[bitcoin-dev] UHS: Full-node security without maintaining a full UTXO set

2018-05-16 Thread Cory Fields via bitcoin-dev
Tl;dr: Rather than storing all unspent outputs, store their hashes. Untrusted
peers can supply the full outputs when needed, with very little overhead.
Any attempt to spoof those outputs would be apparent, as their hashes would not
be present in the hash set. There are many advantages to this, most apparently
in disk and memory savings, as well as a validation speedup. The primary
disadvantage is a small increase in network traffic.
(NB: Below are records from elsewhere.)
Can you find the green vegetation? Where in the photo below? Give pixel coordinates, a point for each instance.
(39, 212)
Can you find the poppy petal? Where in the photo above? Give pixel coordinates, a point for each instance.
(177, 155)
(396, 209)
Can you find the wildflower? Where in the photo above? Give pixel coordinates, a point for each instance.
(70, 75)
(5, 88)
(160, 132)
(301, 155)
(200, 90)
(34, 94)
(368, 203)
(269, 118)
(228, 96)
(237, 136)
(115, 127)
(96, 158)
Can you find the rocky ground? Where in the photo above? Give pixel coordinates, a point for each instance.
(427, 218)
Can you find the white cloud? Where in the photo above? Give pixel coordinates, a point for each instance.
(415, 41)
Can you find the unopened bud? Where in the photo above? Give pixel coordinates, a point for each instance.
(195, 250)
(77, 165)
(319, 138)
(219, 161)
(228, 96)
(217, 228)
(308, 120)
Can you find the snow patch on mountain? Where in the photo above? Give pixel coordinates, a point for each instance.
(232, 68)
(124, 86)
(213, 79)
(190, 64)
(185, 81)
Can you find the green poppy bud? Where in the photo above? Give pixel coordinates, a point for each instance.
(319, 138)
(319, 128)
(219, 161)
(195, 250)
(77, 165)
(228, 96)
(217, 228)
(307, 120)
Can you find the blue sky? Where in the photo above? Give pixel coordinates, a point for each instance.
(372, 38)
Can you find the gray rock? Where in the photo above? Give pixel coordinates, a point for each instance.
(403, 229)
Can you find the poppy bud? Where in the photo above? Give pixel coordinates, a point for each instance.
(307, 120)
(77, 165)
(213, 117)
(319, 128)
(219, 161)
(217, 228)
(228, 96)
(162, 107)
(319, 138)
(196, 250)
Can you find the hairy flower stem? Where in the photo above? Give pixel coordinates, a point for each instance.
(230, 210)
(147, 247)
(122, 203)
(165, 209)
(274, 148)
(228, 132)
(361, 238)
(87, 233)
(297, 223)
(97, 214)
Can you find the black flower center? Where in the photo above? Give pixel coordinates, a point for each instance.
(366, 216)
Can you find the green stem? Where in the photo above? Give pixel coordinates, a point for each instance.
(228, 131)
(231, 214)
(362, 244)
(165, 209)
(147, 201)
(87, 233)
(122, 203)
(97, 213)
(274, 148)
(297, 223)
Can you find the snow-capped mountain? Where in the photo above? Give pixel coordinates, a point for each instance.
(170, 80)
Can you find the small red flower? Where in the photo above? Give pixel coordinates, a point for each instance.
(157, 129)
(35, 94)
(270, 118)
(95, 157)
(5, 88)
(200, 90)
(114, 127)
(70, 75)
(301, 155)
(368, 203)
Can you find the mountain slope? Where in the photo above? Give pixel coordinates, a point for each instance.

I believe that the
advantages outweigh the disadvantages.

--

Bitcoin’s unspent transaction output set (usually referred to as “The UTXO
set”) has two primary roles: providing proof that previous outputs exist to be
spent, and providing the actual previous output data for verification when new
transactions attempts to spend them. These roles are not usually discussed
independently, but as Bram Cohen's TXO Bitfield [0] idea hints, there are
compelling reasons to consider them this way.

To see why, consider running a node with the following changes:

- For each new output, gather all extra data that will be needed for
  verification when spending it later as an input: the amount, scriptPubKey,
  creation height, coinbaseness, and output type (p2pkh, p2sh, p2wpkh, etc.).
  Call this the Dereferenced Prevout data.
- Create a hash from the concatenation of the new outpoint and the dereferenced
  prevout data. Call this a Unspent Transaction Output Hash.
- Rather than storing the full dereferenced prevout entries in a UTXO set as is
  currently done, instead store their hashes to an Unspent Transaction Output
  Hash Set, or UHS.
- When relaying a transaction, append the dereferenced prevout for each input.

Now when a transaction is received, it contains everything needed for
verification, including the input amount, height, and coinbaseness, which would
have otherwise required a lookup the UTXO set.

To verify an input's unspentness, again create a hash from the concatenation of
the referenced outpoint and the provided dereferenced prevout, and check for
its presence in the UHS. The hash will only be present if a hash of the exact
same data was previously added to (and not since removed from) the UHS. As
such, we are protected from a peer attempting to lie about the dereferenced
prevout data.

### Some benefits of the UHS model

- Requires no consensus changes, purely a p2p/implementation change.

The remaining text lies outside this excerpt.